One way to solve this is to place some of the centralized control system intelligence out to the point of interconnection of DERs, and to have it take action quickly and autonomously when it needs to. In the new architecture, smart ANM software is deployed at the distribution substation or right at the point of interconnection of DERs.
This approach does not replace the traditional control approach, it supplements it. The ANM system works in consort with the utilities’ centralized systems to handle the intermittency, lack of visibility, and sheer number of DERs through fast and autonomous action at each location, executing preplanned (or quickly calculated) courses of action when needed to maintain system stability.
A key feature of this architectural approach is that it enables local optimization without requiring a complete and accurate model of the entire distribution network. The ANM system uses whatever it can see and act on in a limited location to both keep the system operating within required limits and optimize use of the connected assets.
The Added Value of ANM
The architectural flexibility of ANM systems allows DERs of any type, size, and location to be brought together into different optimization and control methods to provide various levels of security, safety, and revenue acquisition on the distribution grid. Once a solution is in place to solve the constraints blocking renewables from grid connections, grouping, optimization, scheduling, and dispatch of DERs become available for multiple aspects of grid optimization.
Use cases include mitigation of solar and wind intermittency through the use of local batteries to shift power to when it is most useful. This includes smoothing wind farm operations to deliver predictable and steady supply, and similarly adjusting solar output to reduce the steep gas-fired generation ramp in the evening as the sun goes down (the “duck curve” problem in California).

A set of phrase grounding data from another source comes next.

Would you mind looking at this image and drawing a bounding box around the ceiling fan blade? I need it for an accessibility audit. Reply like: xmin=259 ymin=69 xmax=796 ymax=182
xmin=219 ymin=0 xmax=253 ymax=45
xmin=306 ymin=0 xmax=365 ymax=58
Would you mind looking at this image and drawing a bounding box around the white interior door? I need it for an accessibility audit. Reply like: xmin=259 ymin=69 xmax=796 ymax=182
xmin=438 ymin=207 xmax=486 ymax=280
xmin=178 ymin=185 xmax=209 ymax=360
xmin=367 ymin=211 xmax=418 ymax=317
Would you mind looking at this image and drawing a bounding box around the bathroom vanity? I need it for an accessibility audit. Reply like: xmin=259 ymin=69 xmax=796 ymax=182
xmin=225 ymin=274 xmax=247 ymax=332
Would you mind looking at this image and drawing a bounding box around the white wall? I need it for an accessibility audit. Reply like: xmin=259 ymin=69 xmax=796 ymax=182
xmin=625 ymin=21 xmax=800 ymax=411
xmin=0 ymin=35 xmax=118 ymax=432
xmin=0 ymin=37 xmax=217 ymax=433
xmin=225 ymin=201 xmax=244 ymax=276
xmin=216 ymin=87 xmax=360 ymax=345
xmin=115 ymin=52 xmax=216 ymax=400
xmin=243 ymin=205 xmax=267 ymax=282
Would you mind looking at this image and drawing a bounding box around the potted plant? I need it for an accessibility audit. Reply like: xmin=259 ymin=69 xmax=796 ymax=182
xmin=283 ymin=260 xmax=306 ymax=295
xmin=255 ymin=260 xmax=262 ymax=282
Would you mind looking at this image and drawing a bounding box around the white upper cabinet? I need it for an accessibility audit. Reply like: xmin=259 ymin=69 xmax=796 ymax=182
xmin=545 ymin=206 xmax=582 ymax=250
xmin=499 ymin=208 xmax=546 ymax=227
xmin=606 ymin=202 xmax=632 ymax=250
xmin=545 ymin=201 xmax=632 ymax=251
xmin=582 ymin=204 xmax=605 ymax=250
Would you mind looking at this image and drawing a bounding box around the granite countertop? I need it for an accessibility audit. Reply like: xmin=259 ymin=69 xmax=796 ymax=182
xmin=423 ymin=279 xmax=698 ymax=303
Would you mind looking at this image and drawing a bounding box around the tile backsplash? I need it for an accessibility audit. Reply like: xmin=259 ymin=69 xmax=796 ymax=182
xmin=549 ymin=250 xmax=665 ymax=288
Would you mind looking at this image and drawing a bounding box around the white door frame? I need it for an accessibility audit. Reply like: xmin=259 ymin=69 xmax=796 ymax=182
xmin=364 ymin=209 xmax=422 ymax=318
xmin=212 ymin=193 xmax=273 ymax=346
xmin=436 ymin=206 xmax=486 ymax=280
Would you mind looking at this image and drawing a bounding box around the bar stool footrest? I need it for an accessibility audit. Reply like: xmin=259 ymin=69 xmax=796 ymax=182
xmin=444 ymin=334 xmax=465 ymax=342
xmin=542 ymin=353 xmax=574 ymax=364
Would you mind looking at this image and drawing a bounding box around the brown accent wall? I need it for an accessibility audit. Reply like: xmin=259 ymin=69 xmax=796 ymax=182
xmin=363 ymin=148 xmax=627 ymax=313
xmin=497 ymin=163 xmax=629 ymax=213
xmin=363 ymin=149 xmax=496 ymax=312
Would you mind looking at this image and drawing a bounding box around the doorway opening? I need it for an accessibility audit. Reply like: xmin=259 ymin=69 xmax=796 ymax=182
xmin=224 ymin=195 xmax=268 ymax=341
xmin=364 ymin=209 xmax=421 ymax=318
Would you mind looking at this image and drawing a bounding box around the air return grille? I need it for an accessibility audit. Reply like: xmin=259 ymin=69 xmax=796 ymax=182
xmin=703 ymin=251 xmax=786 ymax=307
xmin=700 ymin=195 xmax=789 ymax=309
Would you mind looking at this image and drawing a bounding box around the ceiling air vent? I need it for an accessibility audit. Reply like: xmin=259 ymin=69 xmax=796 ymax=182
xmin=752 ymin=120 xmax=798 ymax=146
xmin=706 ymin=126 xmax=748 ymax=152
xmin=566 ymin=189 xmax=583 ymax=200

Then there is the ability to enable local distribution grid support combined with operational optimization (revenue stacking). In this case, merchant deployment of batteries in ISO markets can provide frequency support, with values added from the ability to provide service via override use by the local utility in emergency situations.
ANM can also be deployed to create microgrids for cyber and geo-physical resilience and to support remote communities. Another use case is for home-of-the-future or smart cities, when cities want to coordinate energy assets (for example, street lighting, heat networks, batteries, PV, BMSs, and so forth) to balance local energy and maximize revenue streams.
It should be mentioned that regulators have still not aligned utility incentives in many places away from building more assets that they can add to their rate base to increase revenues and returns, thereby keeping them in the position of being the only industry in the world that is negatively incentivized from squeezing more use out of their deployed physical assets. Regulators should change this quickly.
The implementation of an ANM system benefits both renewable project developers and utilities. The time has come for the traditional conservatism of utility operators to end and for the potential of ANM solutions to be fully embraced.